I am a little bit of a wreck and I know it is the hormones kicking into full gear. CK left this morning for business and to see A. Yikes! It has been a weepy day for me. I haven't felt this low since last October when CK was gone. That time was after we lost the first baby. That is how I know these tears are partially hormonal. Usually him leaving is sad, but not devastating. Today is hard.
Baby V is NOT helping. She has not slept more than 15-25 minutes at a time throughout the day. I have been up since 4 am. She usually sleeps for a few hours at a time, at least in the morning. Not today. I think she misses her daddy picking her up throughout the day. I know I do. But, I have handled a divorce and being a single mom. I can do this for five days and four nights...four kids and all. While V was screaming this morning, C helped with J. That was awesome. I appreciate him. It might be a long few days, but I am so blessed to have four kids that need me, a house to live in, and food to prepare. I am truly blessed beyond measure.

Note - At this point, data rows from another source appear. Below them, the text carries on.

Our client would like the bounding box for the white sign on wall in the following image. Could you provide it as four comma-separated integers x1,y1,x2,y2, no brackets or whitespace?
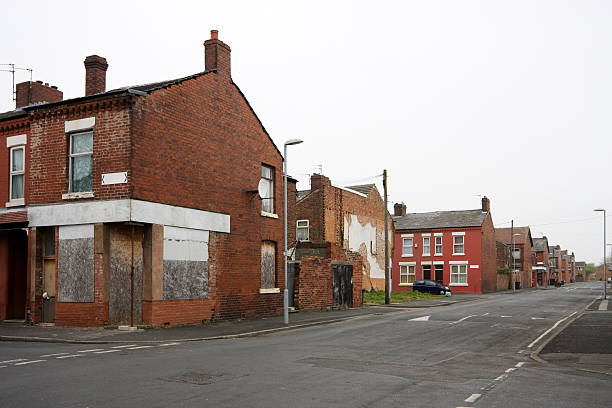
470,265,480,269
101,172,128,185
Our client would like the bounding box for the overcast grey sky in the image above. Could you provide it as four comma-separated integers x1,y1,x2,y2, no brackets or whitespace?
2,1,611,264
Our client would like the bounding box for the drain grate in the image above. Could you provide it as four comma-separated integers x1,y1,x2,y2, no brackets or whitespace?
164,371,228,385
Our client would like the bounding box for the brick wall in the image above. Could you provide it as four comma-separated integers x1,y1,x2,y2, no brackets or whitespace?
15,81,62,108
0,113,29,207
297,256,332,311
480,213,497,292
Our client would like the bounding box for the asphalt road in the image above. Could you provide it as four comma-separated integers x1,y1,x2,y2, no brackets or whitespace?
1,282,609,407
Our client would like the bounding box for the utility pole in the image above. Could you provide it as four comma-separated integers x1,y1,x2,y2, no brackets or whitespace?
384,169,390,305
511,220,515,293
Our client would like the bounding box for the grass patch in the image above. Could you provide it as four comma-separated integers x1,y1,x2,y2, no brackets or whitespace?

When the older three get home from school, we have piano, grocery shopping, going to the library, and taking dinner to a new friend that just had a baby. I think that being busy will be good for us all. And maybe, just maybe, V will sleep well throughout the night and we will all have a better day tomorrow. :) CK usually gets up with her to calm her quite a few times in the night....her sleeping well for me would definitely be a blessing.